"SMALL TOWN, USA?"
BY ROGER BOXX
Recently, I had a friend, John, try to tell me that there was a community down in Long Beach (California) built specifically for the dimensional concerns of dwarves, midgets, little people, leprechauns, and all assortment of vertically-challenged folk. Not merely an amusement park or special attraction for the diminutive, like Camp Snoopy, but a permanent subdivision of houses constructed for the small in stature. My knee jerk reaction was to grab my keys and say, "Let's go!" John deflated my excitement by informing me, that he did not know the exact location for this munchkin land. I was immediately swallowed by the sinking reality of skepticism and doubt.
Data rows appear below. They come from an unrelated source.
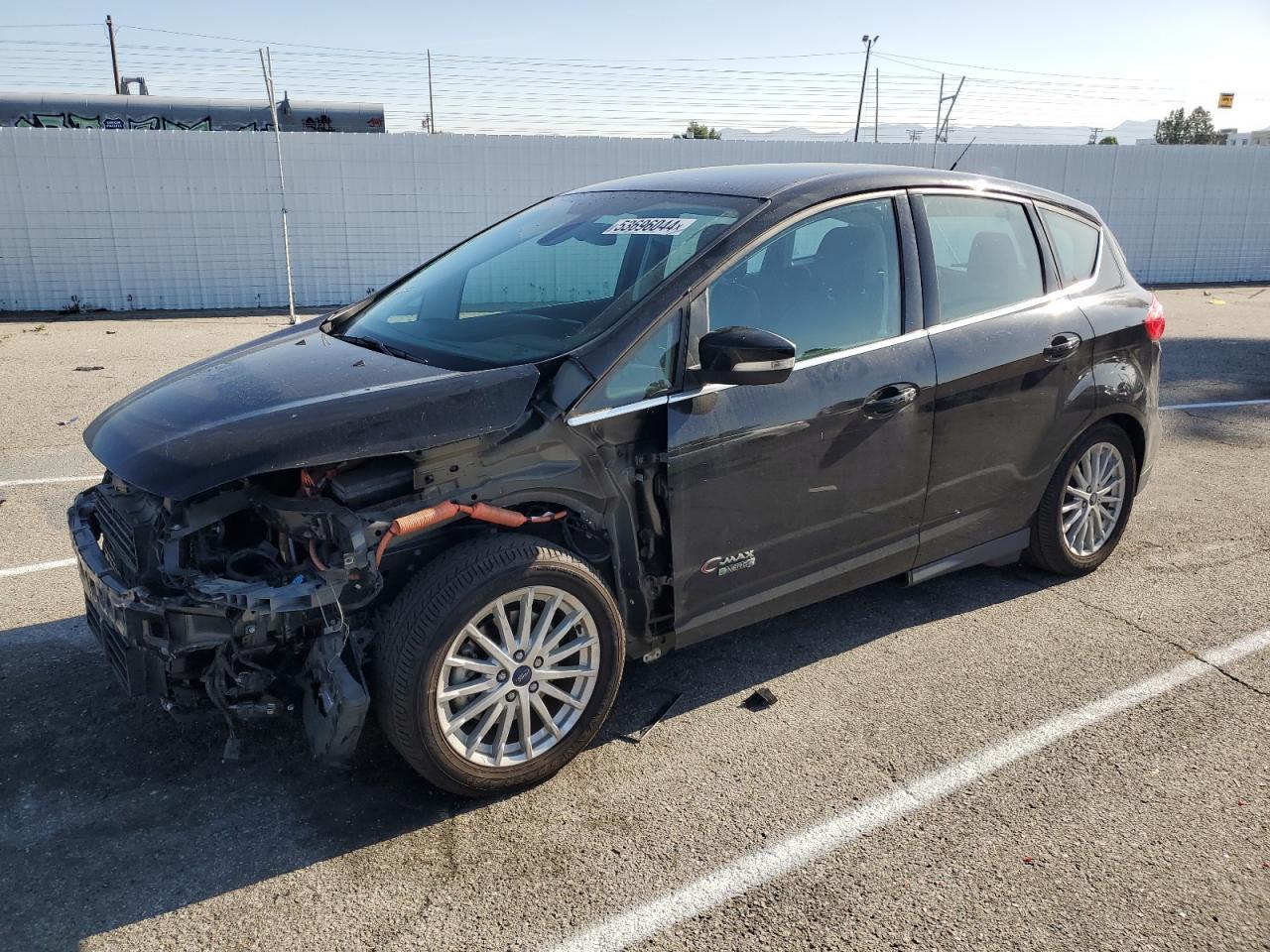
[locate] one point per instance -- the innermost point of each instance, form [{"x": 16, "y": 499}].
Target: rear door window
[
  {"x": 1076, "y": 245},
  {"x": 985, "y": 255}
]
It would be so fantastic to observe these little people in an observable natural habitat. I've seen the "Wizard of Oz", "Willow," Keebler Elves commercials, and a few photos of midgets in intimate situations on the Internet. Also, I've been to the Museum of Miniatures across the street from LACMA, but that is as close as I have come to visiting a genuine dwarf abode.
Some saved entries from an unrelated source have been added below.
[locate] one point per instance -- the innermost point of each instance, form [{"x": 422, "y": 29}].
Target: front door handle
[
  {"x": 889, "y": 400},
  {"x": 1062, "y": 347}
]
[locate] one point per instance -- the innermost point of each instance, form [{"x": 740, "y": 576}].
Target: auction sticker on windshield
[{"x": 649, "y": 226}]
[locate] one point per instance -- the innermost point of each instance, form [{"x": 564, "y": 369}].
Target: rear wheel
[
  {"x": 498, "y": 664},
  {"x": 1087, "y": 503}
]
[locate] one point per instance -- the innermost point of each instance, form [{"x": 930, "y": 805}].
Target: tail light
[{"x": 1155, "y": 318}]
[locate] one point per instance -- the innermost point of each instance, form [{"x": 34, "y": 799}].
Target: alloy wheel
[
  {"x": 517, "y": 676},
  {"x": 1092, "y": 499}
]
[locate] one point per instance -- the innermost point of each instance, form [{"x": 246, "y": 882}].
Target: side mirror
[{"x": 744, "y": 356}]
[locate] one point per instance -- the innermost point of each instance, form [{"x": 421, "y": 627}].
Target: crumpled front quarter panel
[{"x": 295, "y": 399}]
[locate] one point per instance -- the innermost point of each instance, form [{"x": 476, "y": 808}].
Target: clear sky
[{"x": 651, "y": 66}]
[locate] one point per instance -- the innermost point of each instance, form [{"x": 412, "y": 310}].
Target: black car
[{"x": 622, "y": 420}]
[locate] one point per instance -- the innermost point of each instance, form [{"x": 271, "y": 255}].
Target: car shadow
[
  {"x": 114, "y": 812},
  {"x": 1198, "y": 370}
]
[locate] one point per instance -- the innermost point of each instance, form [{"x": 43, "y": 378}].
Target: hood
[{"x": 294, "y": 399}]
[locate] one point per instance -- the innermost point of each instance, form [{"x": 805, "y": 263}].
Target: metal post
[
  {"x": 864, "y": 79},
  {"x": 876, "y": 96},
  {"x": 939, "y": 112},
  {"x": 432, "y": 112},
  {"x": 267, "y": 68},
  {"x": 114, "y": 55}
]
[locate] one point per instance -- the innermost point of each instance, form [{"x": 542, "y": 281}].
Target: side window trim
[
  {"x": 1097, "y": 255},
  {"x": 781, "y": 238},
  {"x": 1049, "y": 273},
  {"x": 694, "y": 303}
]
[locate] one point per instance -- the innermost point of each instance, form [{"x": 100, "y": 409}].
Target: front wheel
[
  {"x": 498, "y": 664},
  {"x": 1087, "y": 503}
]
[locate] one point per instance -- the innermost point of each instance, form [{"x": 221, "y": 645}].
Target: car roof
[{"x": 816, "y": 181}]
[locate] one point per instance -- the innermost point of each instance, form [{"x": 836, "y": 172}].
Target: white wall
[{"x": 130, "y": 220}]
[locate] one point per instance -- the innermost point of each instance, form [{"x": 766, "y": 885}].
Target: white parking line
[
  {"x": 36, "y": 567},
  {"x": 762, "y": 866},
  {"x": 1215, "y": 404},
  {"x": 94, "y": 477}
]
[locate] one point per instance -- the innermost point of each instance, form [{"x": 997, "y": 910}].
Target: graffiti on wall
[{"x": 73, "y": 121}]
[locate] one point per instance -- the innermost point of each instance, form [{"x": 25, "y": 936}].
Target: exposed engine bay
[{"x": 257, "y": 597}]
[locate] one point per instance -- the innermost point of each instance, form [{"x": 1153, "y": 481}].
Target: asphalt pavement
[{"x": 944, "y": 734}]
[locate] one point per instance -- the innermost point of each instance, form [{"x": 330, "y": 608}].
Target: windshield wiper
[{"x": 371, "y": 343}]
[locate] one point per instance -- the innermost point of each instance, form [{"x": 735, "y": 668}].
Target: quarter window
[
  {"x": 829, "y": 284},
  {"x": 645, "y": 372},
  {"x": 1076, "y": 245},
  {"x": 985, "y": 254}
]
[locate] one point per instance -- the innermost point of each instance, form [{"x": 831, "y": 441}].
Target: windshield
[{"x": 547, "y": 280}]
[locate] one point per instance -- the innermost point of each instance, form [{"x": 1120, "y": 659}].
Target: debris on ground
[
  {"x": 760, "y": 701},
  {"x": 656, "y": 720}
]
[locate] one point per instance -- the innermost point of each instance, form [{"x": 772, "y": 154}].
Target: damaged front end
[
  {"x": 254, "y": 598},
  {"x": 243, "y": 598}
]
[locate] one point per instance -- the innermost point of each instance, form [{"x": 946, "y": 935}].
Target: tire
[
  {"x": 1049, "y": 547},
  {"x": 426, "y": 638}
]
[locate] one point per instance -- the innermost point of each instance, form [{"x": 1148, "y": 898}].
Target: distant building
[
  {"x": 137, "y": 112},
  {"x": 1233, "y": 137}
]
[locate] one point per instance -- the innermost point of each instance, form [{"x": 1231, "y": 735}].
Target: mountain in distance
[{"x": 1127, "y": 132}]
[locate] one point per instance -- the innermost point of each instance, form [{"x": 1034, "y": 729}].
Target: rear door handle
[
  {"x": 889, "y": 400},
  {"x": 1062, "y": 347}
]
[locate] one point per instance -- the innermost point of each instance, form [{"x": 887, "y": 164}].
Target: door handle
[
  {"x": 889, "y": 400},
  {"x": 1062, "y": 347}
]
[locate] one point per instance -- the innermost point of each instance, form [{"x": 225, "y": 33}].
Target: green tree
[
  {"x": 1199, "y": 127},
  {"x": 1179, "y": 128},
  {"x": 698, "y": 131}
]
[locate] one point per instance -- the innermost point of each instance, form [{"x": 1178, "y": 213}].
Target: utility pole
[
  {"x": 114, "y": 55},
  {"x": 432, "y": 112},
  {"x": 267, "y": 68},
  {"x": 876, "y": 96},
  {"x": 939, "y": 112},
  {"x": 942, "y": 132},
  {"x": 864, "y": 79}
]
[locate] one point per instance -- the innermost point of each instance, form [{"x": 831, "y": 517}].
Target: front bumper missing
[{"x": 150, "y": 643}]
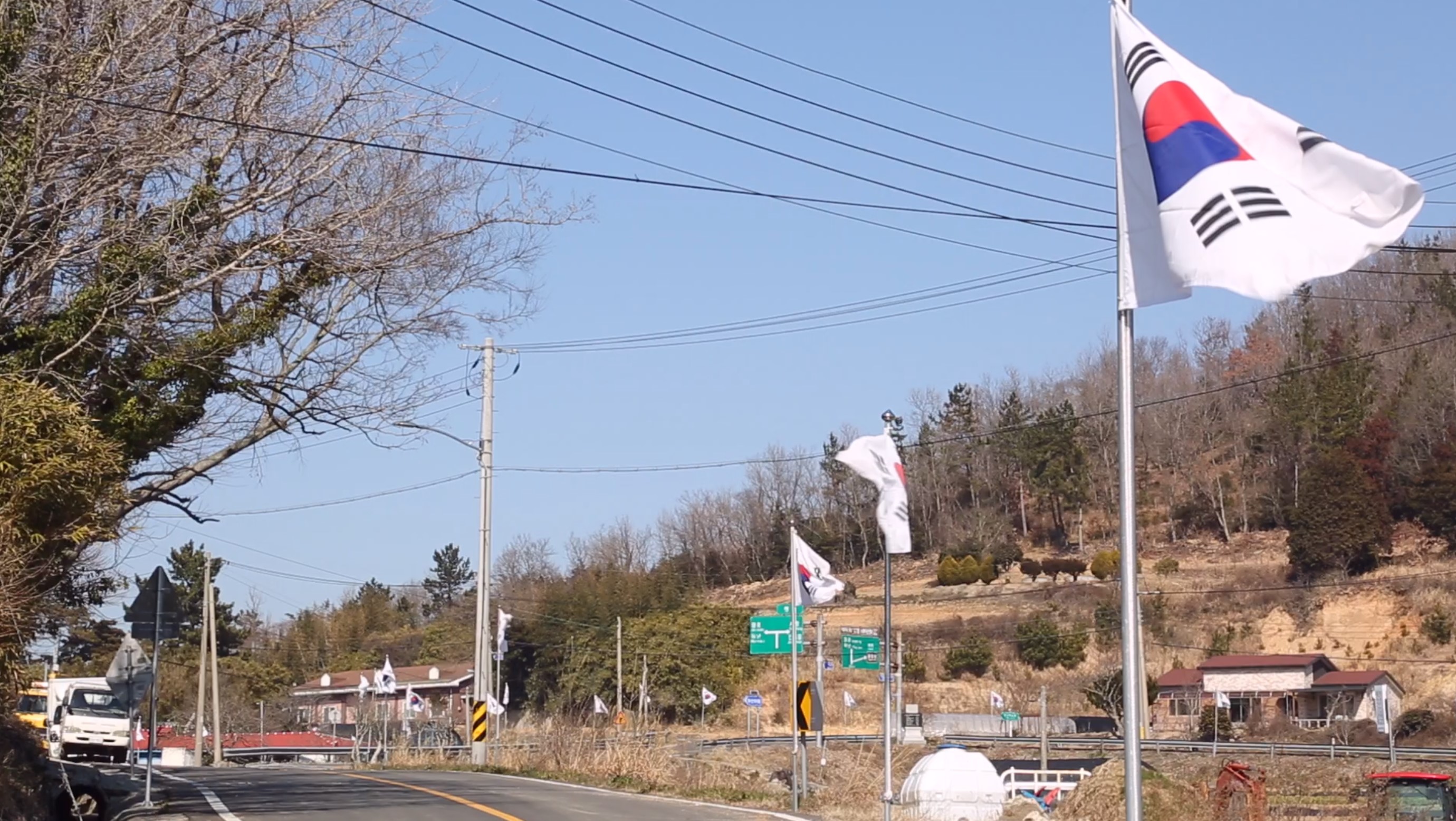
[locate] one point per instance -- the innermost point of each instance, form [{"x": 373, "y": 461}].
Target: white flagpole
[
  {"x": 884, "y": 667},
  {"x": 1127, "y": 497},
  {"x": 794, "y": 669}
]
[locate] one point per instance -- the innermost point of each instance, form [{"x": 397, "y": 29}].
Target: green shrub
[
  {"x": 913, "y": 669},
  {"x": 1438, "y": 628},
  {"x": 1041, "y": 644},
  {"x": 973, "y": 655}
]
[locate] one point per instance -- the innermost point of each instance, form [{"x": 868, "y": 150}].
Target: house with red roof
[
  {"x": 334, "y": 698},
  {"x": 1305, "y": 689}
]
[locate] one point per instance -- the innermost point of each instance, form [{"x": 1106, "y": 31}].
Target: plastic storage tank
[{"x": 953, "y": 784}]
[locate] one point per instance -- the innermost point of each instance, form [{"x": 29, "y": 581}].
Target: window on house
[{"x": 1241, "y": 709}]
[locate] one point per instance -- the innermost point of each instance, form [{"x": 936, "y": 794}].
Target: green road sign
[
  {"x": 859, "y": 653},
  {"x": 771, "y": 635}
]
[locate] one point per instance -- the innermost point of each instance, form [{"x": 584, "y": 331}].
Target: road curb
[{"x": 688, "y": 801}]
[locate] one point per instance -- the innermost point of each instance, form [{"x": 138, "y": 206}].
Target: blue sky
[{"x": 1374, "y": 78}]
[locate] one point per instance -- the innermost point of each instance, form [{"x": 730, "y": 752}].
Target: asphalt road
[{"x": 248, "y": 794}]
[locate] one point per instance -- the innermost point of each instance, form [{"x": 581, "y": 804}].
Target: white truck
[{"x": 85, "y": 720}]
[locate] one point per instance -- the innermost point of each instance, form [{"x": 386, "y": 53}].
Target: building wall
[{"x": 1256, "y": 680}]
If there were such a magical place as John described, everyone would already know about it. They would be charging admission, sort of like the late "Lion Country Safari." Who wouldn't want to take a tour through the cottages of miniature citizens of Long Beach? Queen Mary, Spruse Goose, Aquarium of the Pacific, and Lilliputian Land. "I visited the Midget-Subdivision of Long Beach and all I got was this tight, undersized T-shirt."
So many concerns. If the entire subdivision were built for dwarfish proportions, what would happen when little people had "normal" off-spring or if (for some reason) the midgets had "normal" visitors? What an inconvenience for those towering at five feet and higher! And if all the dwellings were reduced for these petite creatures, how would they accommodate "normal" stature electricians, mail-carriers, cable-repair-people, and any other internal home repairs? Are there enough tiny repair experts in all the world to service this unbelievable community?
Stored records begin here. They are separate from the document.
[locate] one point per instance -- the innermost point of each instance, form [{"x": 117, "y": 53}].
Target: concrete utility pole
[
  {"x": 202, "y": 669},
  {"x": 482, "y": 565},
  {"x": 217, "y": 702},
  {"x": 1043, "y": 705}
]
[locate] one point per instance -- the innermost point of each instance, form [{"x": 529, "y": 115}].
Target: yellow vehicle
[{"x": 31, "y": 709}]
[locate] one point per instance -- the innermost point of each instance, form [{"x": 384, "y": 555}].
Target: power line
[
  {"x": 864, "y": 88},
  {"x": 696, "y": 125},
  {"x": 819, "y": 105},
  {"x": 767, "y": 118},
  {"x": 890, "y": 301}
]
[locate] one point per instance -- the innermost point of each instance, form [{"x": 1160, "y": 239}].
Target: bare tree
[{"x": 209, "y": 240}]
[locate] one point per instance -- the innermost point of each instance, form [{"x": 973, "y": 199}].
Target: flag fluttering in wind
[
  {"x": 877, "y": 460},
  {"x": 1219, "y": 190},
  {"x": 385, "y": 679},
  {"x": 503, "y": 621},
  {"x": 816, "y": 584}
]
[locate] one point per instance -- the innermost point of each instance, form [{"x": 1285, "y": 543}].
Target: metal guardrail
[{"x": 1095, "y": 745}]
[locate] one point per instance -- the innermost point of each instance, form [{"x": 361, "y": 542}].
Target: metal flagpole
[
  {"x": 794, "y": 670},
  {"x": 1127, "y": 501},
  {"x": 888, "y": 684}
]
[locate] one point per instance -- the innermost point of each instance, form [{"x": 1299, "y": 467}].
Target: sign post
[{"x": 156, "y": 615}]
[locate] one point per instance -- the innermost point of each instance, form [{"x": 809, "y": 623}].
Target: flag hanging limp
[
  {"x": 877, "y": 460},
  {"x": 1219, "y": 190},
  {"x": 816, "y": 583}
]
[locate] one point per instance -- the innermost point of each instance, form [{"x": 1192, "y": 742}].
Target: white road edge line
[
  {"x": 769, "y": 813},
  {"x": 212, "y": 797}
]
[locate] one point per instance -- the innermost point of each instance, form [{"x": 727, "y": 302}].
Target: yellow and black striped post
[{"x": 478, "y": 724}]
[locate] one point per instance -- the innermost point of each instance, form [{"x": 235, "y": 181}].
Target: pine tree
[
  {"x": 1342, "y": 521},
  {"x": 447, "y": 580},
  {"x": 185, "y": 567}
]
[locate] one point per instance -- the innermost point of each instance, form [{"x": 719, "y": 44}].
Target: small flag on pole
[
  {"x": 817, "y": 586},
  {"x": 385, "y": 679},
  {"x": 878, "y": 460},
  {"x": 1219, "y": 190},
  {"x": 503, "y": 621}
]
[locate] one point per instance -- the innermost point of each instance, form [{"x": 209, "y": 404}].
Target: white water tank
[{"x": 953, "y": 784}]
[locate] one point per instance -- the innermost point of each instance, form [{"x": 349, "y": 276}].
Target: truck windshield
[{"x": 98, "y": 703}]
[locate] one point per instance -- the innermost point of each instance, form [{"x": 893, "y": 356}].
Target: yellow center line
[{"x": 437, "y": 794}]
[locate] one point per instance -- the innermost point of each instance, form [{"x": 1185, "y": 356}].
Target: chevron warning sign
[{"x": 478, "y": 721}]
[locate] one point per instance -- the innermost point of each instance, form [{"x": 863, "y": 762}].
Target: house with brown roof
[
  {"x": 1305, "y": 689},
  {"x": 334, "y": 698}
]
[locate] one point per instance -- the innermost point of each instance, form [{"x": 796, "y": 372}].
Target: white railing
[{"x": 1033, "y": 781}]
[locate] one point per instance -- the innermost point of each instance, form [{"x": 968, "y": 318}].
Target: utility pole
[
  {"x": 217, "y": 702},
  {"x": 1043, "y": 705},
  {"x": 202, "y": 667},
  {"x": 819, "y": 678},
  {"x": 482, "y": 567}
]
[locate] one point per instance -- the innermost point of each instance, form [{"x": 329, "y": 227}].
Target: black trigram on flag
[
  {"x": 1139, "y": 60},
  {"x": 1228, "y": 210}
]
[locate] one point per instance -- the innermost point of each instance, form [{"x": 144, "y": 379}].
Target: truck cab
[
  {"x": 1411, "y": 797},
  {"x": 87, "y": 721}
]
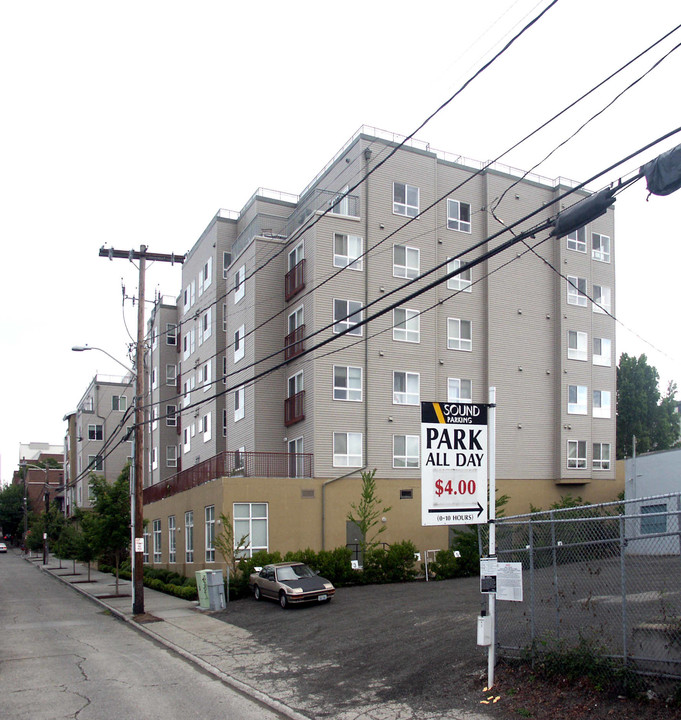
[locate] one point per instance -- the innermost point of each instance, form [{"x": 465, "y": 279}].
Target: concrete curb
[{"x": 233, "y": 683}]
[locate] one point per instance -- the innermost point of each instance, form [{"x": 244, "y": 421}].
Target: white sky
[{"x": 133, "y": 122}]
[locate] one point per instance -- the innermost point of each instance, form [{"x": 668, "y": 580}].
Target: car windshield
[{"x": 293, "y": 572}]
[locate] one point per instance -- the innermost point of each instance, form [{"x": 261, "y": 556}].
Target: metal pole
[{"x": 492, "y": 597}]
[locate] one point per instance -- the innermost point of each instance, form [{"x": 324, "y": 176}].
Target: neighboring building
[
  {"x": 546, "y": 342},
  {"x": 103, "y": 416}
]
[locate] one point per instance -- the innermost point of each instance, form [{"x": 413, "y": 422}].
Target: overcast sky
[{"x": 133, "y": 122}]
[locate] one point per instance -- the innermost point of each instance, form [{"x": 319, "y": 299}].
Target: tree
[
  {"x": 111, "y": 517},
  {"x": 367, "y": 513},
  {"x": 640, "y": 412}
]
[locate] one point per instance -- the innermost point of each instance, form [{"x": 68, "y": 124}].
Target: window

Of course, retiling the roof, putting up a T.V. antenna, cleaning a chimney, or cleaning rain gutters of any minuscule home are all services that could conveniently be preformed by any person of "normal" height without aid of a ladder.
The government wouldn't keep a location like that secret. Can you imagine a tourist from Albuquerque, New Mexico, taking a leisurely stroll through the communities of Long Beach, and accidentally stumbling across this spectacle? Tiny yards. Little clown-cars. Lots of Chihuahuas and wiener-dogs. Puny doors and windows. Legions of elves living side by side, ready to strike out with unbridled bitterness. Any tourist would surely soil themselves at such a sight, ruining their visit to California and leaving an indelible, bad impression of our golden state.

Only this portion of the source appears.